Further evidence has emerged that money from the pharmaceutical industry is distorting the medical literature.

Meta-analyses — studies that combine the results from several trials — report more favourable results if they are sponsored by industry. The same effect had already been seen for clinical trials in several areas of medicine. But the new finding is even more worrying, say its authors, as policy-makers often give meta-analyses more weight than individual trials.

Bitter pill? Meta-analyses funded by drug companies are more likely to be positive.

The latest result comes from a study of 71 meta-analyses of hypertension medications published between 1996 and 2002. The data in the industry-sponsored analyses were no more or less positive than those in publicly funded ones. But 93% of the meta-analyses funded by a single drug company drew positive conclusions about the medications — compared with 79% of those from academic institutions.

Many of the industry-funded papers reached conclusions not justified by the data, says study author Veronica Yank, an expert on medical publishing at the University of Washington in Seattle. She estimates that little more than half of the industry-funded studies that reached a favourable verdict actually had the data to back it up.

“Conclusions in meta-analyses often spin the results to put them in a favourable light,” says Yank, who presented her results on 17 September at the Fifth International Congress on Peer Review and Biomedical Publication in Chicago, Illinois. And, she notes, “meta-analyses often surpass clinical trials in terms on influence on policy”.

“It's a marvellous study and very disturbing,” says Richard Smith, chief executive of the London-based healthcare company UnitedHealth Europe and a former editor of the British Medical Journal (BMJ).

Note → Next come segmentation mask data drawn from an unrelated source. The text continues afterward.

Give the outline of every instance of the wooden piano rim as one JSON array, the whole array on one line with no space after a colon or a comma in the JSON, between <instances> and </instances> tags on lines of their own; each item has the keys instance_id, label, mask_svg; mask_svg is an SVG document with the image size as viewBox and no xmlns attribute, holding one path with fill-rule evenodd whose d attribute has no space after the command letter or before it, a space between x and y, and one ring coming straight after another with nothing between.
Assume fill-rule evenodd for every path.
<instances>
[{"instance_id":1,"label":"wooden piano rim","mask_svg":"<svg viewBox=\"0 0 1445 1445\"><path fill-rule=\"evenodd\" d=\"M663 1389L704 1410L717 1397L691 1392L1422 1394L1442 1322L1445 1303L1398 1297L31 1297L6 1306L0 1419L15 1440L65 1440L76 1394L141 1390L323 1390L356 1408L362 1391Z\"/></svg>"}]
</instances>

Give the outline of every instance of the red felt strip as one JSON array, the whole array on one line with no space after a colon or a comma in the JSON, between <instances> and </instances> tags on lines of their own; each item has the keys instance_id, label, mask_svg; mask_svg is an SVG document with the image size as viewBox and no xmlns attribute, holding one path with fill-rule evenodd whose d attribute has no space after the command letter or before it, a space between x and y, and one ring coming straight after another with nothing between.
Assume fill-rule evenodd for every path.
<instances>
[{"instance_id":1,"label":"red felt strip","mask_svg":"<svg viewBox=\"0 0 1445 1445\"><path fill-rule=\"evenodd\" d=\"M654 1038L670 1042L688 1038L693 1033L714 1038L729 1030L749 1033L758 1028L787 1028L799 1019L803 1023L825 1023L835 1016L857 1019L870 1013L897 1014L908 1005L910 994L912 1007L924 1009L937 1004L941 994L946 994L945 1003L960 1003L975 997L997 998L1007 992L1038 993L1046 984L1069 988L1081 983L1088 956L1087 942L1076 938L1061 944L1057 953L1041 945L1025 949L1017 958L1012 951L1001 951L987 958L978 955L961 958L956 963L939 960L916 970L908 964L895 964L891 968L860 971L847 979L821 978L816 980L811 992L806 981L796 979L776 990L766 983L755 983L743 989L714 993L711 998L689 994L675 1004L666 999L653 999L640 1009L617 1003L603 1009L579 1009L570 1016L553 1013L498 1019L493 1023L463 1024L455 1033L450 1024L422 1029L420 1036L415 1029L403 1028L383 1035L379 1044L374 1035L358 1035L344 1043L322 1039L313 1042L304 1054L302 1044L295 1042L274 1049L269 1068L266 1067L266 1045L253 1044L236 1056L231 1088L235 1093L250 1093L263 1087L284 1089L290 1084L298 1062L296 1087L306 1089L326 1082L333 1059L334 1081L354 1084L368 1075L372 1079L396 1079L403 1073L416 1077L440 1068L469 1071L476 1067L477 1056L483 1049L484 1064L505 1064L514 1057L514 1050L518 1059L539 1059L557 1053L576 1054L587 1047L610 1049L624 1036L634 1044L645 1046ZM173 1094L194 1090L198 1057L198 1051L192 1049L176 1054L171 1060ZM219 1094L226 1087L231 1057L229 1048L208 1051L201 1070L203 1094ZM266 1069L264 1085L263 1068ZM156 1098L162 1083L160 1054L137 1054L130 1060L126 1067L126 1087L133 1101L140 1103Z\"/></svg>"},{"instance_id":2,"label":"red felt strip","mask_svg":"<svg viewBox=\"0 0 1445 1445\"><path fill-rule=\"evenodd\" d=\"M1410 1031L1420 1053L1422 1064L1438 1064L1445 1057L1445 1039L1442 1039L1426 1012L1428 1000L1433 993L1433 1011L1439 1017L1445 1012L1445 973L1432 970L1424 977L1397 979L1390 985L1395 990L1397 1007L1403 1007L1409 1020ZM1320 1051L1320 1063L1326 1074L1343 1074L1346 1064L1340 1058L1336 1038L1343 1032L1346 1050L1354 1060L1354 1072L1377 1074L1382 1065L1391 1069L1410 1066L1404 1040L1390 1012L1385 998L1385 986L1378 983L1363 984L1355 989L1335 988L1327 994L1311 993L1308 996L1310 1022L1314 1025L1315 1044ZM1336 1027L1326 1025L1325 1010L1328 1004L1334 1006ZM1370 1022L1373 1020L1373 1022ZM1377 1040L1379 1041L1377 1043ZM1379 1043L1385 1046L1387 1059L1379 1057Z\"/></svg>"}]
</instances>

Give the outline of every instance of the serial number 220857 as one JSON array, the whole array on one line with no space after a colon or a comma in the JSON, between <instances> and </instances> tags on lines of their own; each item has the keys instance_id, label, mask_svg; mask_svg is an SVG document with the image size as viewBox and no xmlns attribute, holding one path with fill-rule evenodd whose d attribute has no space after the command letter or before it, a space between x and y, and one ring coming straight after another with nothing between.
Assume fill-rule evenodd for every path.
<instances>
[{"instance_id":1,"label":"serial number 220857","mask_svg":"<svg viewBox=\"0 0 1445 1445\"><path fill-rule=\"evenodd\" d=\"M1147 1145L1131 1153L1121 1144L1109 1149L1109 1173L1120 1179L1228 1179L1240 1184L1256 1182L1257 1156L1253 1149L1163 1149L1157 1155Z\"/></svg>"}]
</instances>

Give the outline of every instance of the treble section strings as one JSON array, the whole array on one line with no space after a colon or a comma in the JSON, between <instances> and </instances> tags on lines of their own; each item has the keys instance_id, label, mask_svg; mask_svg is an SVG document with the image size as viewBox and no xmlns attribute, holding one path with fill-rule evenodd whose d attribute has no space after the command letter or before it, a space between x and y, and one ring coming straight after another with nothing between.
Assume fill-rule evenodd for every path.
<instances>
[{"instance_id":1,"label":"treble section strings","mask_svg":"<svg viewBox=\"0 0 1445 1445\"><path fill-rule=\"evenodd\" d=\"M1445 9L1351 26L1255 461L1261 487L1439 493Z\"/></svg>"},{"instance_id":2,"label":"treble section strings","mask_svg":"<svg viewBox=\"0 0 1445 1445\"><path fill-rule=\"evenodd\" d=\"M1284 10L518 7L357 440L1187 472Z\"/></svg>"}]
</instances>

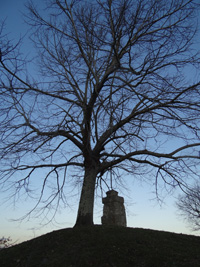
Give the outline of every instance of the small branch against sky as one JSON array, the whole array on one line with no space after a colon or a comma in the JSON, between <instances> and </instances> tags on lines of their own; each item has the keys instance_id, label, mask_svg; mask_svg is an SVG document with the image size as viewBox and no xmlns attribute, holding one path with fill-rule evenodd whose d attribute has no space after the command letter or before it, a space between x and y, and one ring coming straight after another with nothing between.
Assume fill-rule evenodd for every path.
<instances>
[{"instance_id":1,"label":"small branch against sky","mask_svg":"<svg viewBox=\"0 0 200 267\"><path fill-rule=\"evenodd\" d=\"M93 224L108 173L151 170L158 184L187 187L199 164L199 4L57 0L27 10L31 62L1 28L1 183L23 191L41 169L39 202L52 181L44 206L57 207L71 176L82 183L76 225Z\"/></svg>"}]
</instances>

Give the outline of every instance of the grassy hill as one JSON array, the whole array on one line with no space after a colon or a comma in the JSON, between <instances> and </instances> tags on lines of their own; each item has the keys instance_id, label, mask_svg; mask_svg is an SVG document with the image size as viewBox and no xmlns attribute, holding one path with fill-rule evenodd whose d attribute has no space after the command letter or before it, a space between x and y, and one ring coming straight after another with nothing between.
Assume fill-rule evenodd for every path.
<instances>
[{"instance_id":1,"label":"grassy hill","mask_svg":"<svg viewBox=\"0 0 200 267\"><path fill-rule=\"evenodd\" d=\"M198 267L200 237L139 228L68 228L1 250L0 266Z\"/></svg>"}]
</instances>

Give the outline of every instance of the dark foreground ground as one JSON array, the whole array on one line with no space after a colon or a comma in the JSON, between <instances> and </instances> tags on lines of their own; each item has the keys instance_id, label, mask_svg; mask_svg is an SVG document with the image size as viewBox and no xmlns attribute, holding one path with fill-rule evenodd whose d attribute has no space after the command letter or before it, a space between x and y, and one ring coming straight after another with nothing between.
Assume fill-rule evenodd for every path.
<instances>
[{"instance_id":1,"label":"dark foreground ground","mask_svg":"<svg viewBox=\"0 0 200 267\"><path fill-rule=\"evenodd\" d=\"M200 237L138 228L68 228L1 250L0 266L198 267Z\"/></svg>"}]
</instances>

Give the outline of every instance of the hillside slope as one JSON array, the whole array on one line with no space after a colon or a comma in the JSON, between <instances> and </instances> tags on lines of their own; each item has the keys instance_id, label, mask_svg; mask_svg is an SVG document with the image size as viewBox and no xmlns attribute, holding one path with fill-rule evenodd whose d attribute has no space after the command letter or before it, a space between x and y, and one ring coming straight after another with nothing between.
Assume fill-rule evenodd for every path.
<instances>
[{"instance_id":1,"label":"hillside slope","mask_svg":"<svg viewBox=\"0 0 200 267\"><path fill-rule=\"evenodd\" d=\"M1 250L0 266L198 267L200 237L139 228L68 228Z\"/></svg>"}]
</instances>

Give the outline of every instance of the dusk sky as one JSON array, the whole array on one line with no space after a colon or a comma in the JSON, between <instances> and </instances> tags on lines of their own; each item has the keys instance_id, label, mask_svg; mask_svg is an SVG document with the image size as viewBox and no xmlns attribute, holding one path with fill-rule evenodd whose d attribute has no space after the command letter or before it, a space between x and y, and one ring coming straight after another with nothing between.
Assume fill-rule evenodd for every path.
<instances>
[{"instance_id":1,"label":"dusk sky","mask_svg":"<svg viewBox=\"0 0 200 267\"><path fill-rule=\"evenodd\" d=\"M41 0L34 0L33 2L41 3ZM21 14L21 12L26 12L24 3L26 3L26 0L0 0L0 20L6 19L5 32L9 33L11 39L23 36L28 30L28 26L24 24ZM174 191L173 195L165 192L164 203L160 205L156 200L153 182L147 184L134 181L133 177L128 177L125 183L129 191L123 190L119 195L125 199L128 227L200 234L199 232L192 232L187 223L178 215L178 210L175 207L176 197L180 193L178 189ZM3 236L10 237L13 241L21 242L46 232L73 227L76 221L79 196L73 198L74 205L70 208L59 210L56 216L57 222L50 223L44 227L40 225L42 217L30 218L30 220L22 222L15 221L29 211L32 203L25 200L19 200L14 203L12 199L5 202L7 196L8 193L0 192L0 238ZM95 224L101 223L102 210L101 198L97 198L94 210Z\"/></svg>"}]
</instances>

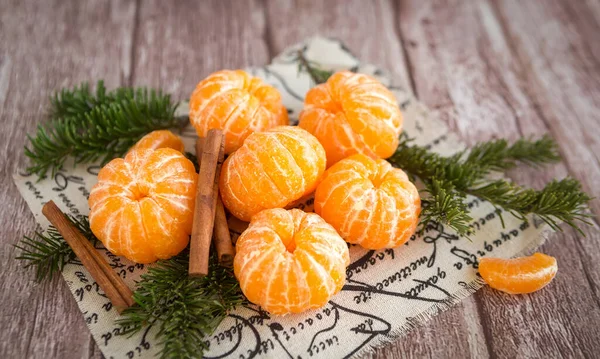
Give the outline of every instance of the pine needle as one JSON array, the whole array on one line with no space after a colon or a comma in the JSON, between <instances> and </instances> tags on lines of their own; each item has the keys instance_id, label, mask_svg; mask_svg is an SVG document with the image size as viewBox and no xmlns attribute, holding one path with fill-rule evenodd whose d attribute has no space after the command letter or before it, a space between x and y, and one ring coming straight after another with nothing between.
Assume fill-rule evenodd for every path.
<instances>
[{"instance_id":1,"label":"pine needle","mask_svg":"<svg viewBox=\"0 0 600 359\"><path fill-rule=\"evenodd\" d=\"M93 244L97 243L98 239L90 230L87 217L69 216L68 218L88 240ZM61 272L67 263L77 258L73 249L52 226L45 233L35 232L31 237L25 236L15 247L21 251L16 259L26 261L25 268L35 268L35 279L38 282L46 278L52 279L54 274Z\"/></svg>"},{"instance_id":2,"label":"pine needle","mask_svg":"<svg viewBox=\"0 0 600 359\"><path fill-rule=\"evenodd\" d=\"M468 193L492 202L523 220L526 215L534 213L556 231L562 230L559 225L564 222L585 236L576 222L592 224L588 220L591 215L586 213L586 205L592 198L582 191L579 181L573 178L553 180L541 191L496 180L469 189Z\"/></svg>"},{"instance_id":3,"label":"pine needle","mask_svg":"<svg viewBox=\"0 0 600 359\"><path fill-rule=\"evenodd\" d=\"M427 182L424 192L429 196L422 199L420 230L434 221L452 224L458 233L469 233L473 218L469 215L464 195L457 192L451 183L433 179Z\"/></svg>"},{"instance_id":4,"label":"pine needle","mask_svg":"<svg viewBox=\"0 0 600 359\"><path fill-rule=\"evenodd\" d=\"M134 293L137 305L123 312L123 334L159 327L162 358L201 358L205 343L227 313L245 302L231 269L211 251L209 275L188 275L189 251L150 267Z\"/></svg>"},{"instance_id":5,"label":"pine needle","mask_svg":"<svg viewBox=\"0 0 600 359\"><path fill-rule=\"evenodd\" d=\"M106 163L124 153L146 133L176 127L176 104L169 95L146 88L107 92L99 81L92 93L87 84L51 97L50 122L28 136L25 155L29 173L43 178L61 169L69 156L75 163Z\"/></svg>"},{"instance_id":6,"label":"pine needle","mask_svg":"<svg viewBox=\"0 0 600 359\"><path fill-rule=\"evenodd\" d=\"M494 140L475 145L471 151L443 157L425 147L412 145L402 136L396 153L388 159L412 177L425 183L421 224L429 221L445 223L460 235L471 232L472 218L465 204L467 194L502 207L526 220L536 214L554 230L565 222L583 234L577 222L589 224L585 213L591 197L572 178L550 182L541 191L526 189L506 180L490 181L492 172L504 171L519 164L538 167L560 160L556 143L548 136L533 141L520 139L513 145Z\"/></svg>"}]
</instances>

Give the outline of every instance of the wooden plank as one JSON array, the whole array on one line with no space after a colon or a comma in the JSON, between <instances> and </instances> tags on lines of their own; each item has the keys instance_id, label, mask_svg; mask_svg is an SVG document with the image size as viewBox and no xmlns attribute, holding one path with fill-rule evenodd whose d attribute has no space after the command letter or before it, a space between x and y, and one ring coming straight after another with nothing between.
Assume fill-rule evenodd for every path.
<instances>
[{"instance_id":1,"label":"wooden plank","mask_svg":"<svg viewBox=\"0 0 600 359\"><path fill-rule=\"evenodd\" d=\"M143 1L133 83L189 98L210 73L268 62L257 1Z\"/></svg>"},{"instance_id":2,"label":"wooden plank","mask_svg":"<svg viewBox=\"0 0 600 359\"><path fill-rule=\"evenodd\" d=\"M315 34L331 36L342 40L362 61L390 71L395 84L411 89L403 36L399 33L393 3L269 1L267 11L272 53ZM374 357L404 358L409 354L434 358L487 357L473 299L378 349Z\"/></svg>"},{"instance_id":3,"label":"wooden plank","mask_svg":"<svg viewBox=\"0 0 600 359\"><path fill-rule=\"evenodd\" d=\"M308 37L341 40L363 62L390 72L393 82L412 90L394 3L378 1L267 1L267 36L271 55Z\"/></svg>"},{"instance_id":4,"label":"wooden plank","mask_svg":"<svg viewBox=\"0 0 600 359\"><path fill-rule=\"evenodd\" d=\"M66 283L37 284L14 260L35 222L12 181L25 134L63 86L128 77L133 1L5 1L0 5L0 357L88 357L91 336ZM100 357L96 352L93 357Z\"/></svg>"},{"instance_id":5,"label":"wooden plank","mask_svg":"<svg viewBox=\"0 0 600 359\"><path fill-rule=\"evenodd\" d=\"M521 11L522 8L515 5L507 13L506 22L513 25L516 13ZM521 15L523 23L533 16ZM546 21L551 19L546 18ZM540 108L541 103L549 104L548 97L544 97L548 95L532 93L534 85L523 82L530 72L524 63L537 60L521 61L515 57L511 41L517 39L506 39L495 9L487 3L404 1L400 6L400 24L408 43L408 59L415 64L413 77L419 98L436 108L436 115L468 143L551 132L561 150L566 152L566 147L582 140L573 135L584 132L584 125L579 123L570 122L569 131L563 128L560 131L566 133L556 135L559 130L548 123L546 113L556 114L551 108ZM534 27L521 29L519 38L540 33ZM528 45L533 46L533 42ZM551 63L554 59L553 56L543 61ZM588 92L582 87L580 93L590 96L589 86L588 82ZM563 106L569 101L566 89L555 90L560 96L553 97L552 101L562 102L554 106ZM577 111L582 108L578 107ZM579 151L589 159L589 150L580 148ZM570 157L565 157L562 165L543 171L519 169L510 175L519 183L540 188L551 178L564 177L571 170ZM571 174L586 179L579 171ZM586 233L588 238L582 239L568 230L554 235L553 241L541 248L556 256L560 267L555 281L542 292L509 296L486 288L476 294L490 356L531 357L554 353L573 357L591 355L592 350L598 350L600 337L589 328L600 320L595 274L600 259L600 232L594 227L587 228ZM574 302L577 306L566 304Z\"/></svg>"},{"instance_id":6,"label":"wooden plank","mask_svg":"<svg viewBox=\"0 0 600 359\"><path fill-rule=\"evenodd\" d=\"M569 172L600 196L600 24L584 2L494 4ZM600 200L592 202L600 214Z\"/></svg>"}]
</instances>

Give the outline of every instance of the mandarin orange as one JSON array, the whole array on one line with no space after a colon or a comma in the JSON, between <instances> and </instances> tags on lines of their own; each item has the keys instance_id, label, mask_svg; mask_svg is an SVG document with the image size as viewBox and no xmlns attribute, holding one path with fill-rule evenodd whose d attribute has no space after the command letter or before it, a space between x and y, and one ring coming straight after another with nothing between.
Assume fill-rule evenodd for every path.
<instances>
[{"instance_id":1,"label":"mandarin orange","mask_svg":"<svg viewBox=\"0 0 600 359\"><path fill-rule=\"evenodd\" d=\"M222 129L226 154L253 132L289 124L279 91L243 70L218 71L200 81L190 98L190 121L200 137Z\"/></svg>"},{"instance_id":2,"label":"mandarin orange","mask_svg":"<svg viewBox=\"0 0 600 359\"><path fill-rule=\"evenodd\" d=\"M259 212L236 243L234 273L249 301L272 314L318 308L339 292L348 246L331 225L299 209Z\"/></svg>"},{"instance_id":3,"label":"mandarin orange","mask_svg":"<svg viewBox=\"0 0 600 359\"><path fill-rule=\"evenodd\" d=\"M169 130L152 131L140 138L139 141L129 151L145 148L148 150L156 150L159 148L172 148L179 152L183 152L183 141L181 138Z\"/></svg>"},{"instance_id":4,"label":"mandarin orange","mask_svg":"<svg viewBox=\"0 0 600 359\"><path fill-rule=\"evenodd\" d=\"M263 209L285 207L314 191L325 162L323 146L301 128L279 126L253 133L223 163L223 204L244 221Z\"/></svg>"},{"instance_id":5,"label":"mandarin orange","mask_svg":"<svg viewBox=\"0 0 600 359\"><path fill-rule=\"evenodd\" d=\"M137 263L181 252L192 231L197 174L172 148L137 149L98 173L90 227L112 253Z\"/></svg>"},{"instance_id":6,"label":"mandarin orange","mask_svg":"<svg viewBox=\"0 0 600 359\"><path fill-rule=\"evenodd\" d=\"M554 279L557 271L556 258L542 253L512 259L483 257L479 260L479 274L483 280L490 287L509 294L538 291Z\"/></svg>"},{"instance_id":7,"label":"mandarin orange","mask_svg":"<svg viewBox=\"0 0 600 359\"><path fill-rule=\"evenodd\" d=\"M341 71L308 91L299 126L319 139L330 167L355 153L390 157L398 147L402 114L379 81Z\"/></svg>"},{"instance_id":8,"label":"mandarin orange","mask_svg":"<svg viewBox=\"0 0 600 359\"><path fill-rule=\"evenodd\" d=\"M356 154L325 171L315 192L315 212L349 243L393 248L415 232L421 200L402 170Z\"/></svg>"}]
</instances>

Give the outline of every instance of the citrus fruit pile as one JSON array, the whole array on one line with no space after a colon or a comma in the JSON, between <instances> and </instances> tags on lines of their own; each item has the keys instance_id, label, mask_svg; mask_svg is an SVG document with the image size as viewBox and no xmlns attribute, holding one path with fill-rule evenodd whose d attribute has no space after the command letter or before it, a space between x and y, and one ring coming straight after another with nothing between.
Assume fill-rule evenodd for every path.
<instances>
[{"instance_id":1,"label":"citrus fruit pile","mask_svg":"<svg viewBox=\"0 0 600 359\"><path fill-rule=\"evenodd\" d=\"M250 222L236 243L234 273L267 311L327 303L344 285L347 243L394 248L414 234L419 193L384 160L398 146L402 114L374 78L334 74L307 93L293 127L277 89L242 70L219 71L197 85L189 117L200 137L223 131L219 193L231 215ZM176 135L155 131L100 171L90 224L111 252L149 263L187 246L198 175L181 151ZM313 194L316 213L286 209ZM494 288L527 293L553 278L553 260L484 258L480 273Z\"/></svg>"}]
</instances>

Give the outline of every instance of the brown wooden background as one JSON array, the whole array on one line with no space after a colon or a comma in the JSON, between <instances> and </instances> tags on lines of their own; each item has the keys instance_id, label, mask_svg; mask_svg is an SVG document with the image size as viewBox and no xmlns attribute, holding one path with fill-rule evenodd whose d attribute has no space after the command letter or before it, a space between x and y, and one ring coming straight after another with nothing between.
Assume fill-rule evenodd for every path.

The results should alert journal staff and reviewers, admit editors. They point out that referees should pick up conclusions that go beyond the data. “This is a massive failure of peer review,” says Jeremy Theobald, an editor with the publishers John Wiley in Chichester, UK. Yank agrees: “I was embarrassed on behalf of the editors.”

Yank did not say where the meta-analyses were published. Some editors say that smaller journals, which lack both the staff to scrutinize referees' reports and a large pool of submissions to choose, are more likely to accept flawed studies. Cathy DeAngelis, editor of the Journal of the American Medical Society (JAMA), says she is wary of industry-sponsored papers and always checks for bias, but questions whether all journals have the resources to do so.

Educating editors could tackle the problem, she suggests. Before the conference, JAMA paid for 20 editors from small journals, and some based in developing countries, to attend workshops on best practice in peer review.

Yank adds that journals can help by asking authors to place claims in the context of their data, and requiring them to own up to the limitations of the study.